Storage and handling policies are not necessarily permanent. They may have to be modified to accommodate changes in chemical inventories and operational procedures.
3. Personal Protective Equipment (PPE)
Chemical manufacturing often requires the use of PPE among exposed employees. Typical PPE includes safety glasses or goggles, noise cancelling headphones, gloves and protective clothing, respirators, and fall protection equipment. Employees need to know what equipment is available to them and how to use it properly.
4. Clear and Open Communication
Clear and open communication is important in any workplace. But it is critical in chemical manufacturing due to the inherent nature of the business. For example, chemical hazard communication dictates maintaining an up-to-date list of all hazardous chemicals in the workplace. Material Safety Data Sheets (MSDS) should be made readily available.
5. Regulatory Compliance
Regulations are put in place to protect workers and visitors. Therefore, compliance is a safety issue. Chemical manufacturers owe it to their employees and communities to ensure workers are always complying with regulations. The companies themselves need to be complying as well.
6. Emergency Preparedness
The sixth element, emergency preparedness, is required because there is no such thing as a perfect work environment. As hard as a company might work to ensure workplace safety, an accident is bound to happen at some point. And when it does, employees need to know how to respond. Training them in emergency preparedness is as critical as training in the proper use, storage, and handling of dangerous chemicals.

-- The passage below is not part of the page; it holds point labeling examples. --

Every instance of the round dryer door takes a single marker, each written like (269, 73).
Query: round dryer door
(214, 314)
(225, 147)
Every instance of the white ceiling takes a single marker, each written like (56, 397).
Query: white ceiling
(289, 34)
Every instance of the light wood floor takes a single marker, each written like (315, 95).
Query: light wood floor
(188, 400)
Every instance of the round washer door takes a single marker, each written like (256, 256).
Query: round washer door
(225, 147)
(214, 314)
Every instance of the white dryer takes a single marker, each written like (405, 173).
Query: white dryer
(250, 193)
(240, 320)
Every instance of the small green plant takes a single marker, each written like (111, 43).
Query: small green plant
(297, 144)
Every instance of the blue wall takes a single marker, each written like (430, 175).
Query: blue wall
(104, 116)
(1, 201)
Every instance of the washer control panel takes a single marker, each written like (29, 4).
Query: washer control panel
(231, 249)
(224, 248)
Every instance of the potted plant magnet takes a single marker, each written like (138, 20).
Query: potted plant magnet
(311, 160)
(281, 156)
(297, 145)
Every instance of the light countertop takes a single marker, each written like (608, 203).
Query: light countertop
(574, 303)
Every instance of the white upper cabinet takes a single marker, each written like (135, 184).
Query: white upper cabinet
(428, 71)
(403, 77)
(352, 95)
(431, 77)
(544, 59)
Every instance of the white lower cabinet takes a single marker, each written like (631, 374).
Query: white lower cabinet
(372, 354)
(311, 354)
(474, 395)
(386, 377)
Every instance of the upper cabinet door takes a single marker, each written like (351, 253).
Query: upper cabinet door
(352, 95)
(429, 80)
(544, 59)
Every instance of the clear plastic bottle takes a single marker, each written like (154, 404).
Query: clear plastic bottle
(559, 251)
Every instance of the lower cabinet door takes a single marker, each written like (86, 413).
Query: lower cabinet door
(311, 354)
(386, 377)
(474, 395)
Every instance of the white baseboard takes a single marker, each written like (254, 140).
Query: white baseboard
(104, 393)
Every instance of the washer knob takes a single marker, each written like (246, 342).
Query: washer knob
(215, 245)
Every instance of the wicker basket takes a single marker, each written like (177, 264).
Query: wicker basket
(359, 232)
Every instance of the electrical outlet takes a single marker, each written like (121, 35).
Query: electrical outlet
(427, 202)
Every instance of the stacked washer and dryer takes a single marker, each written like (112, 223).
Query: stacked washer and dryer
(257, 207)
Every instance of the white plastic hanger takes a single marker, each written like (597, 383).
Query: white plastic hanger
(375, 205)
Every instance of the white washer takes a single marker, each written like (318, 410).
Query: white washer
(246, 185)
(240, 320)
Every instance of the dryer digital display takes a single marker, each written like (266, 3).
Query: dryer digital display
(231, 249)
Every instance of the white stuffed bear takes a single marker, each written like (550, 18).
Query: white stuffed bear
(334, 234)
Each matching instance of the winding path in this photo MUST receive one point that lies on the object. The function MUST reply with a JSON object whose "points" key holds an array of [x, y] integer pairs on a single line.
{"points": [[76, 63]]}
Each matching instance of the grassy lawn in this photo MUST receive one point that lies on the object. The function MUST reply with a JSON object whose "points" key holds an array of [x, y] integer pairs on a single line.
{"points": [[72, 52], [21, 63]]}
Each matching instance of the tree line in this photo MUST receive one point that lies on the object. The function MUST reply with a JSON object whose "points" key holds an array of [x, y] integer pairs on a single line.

Always Room for Improvement
Safety regulations are built into chemical manufacturing. But sometimes, regulations are not enough to ensure a safe and productive workplace. The truth is that there is always room for improvement. What does this mean practically? It means chemical manufacturers should never be content to rest on today’s safety procedures and policies. They should continually look for ways to make the workplace safer.
For example, the safety team could look at current storage options and their inherent weaknesses. They could explore new options to make chemical storage safer. If there is a way to improve something the company is already doing, such improvements should be given serious consideration.
Striving for improvement includes conducting regular safety and risk assessments, which brings us back to the first point of this post. It illustrates that safety is cyclical. It is an ongoing series of intentional actions that continue to repeat over time. As the cycle is repeated, the workplace gets safer.
No Room for Compromise
Chemical manufacturing’s inherent danger mandates a safety-first mindset that starts in the executive suite and filters all the way down to the floor. There is no room for compromise. What executives model to production workers is what actually occurs at the production level. Put another way, safety starts at the top. It is proactive, consistent, and always improving.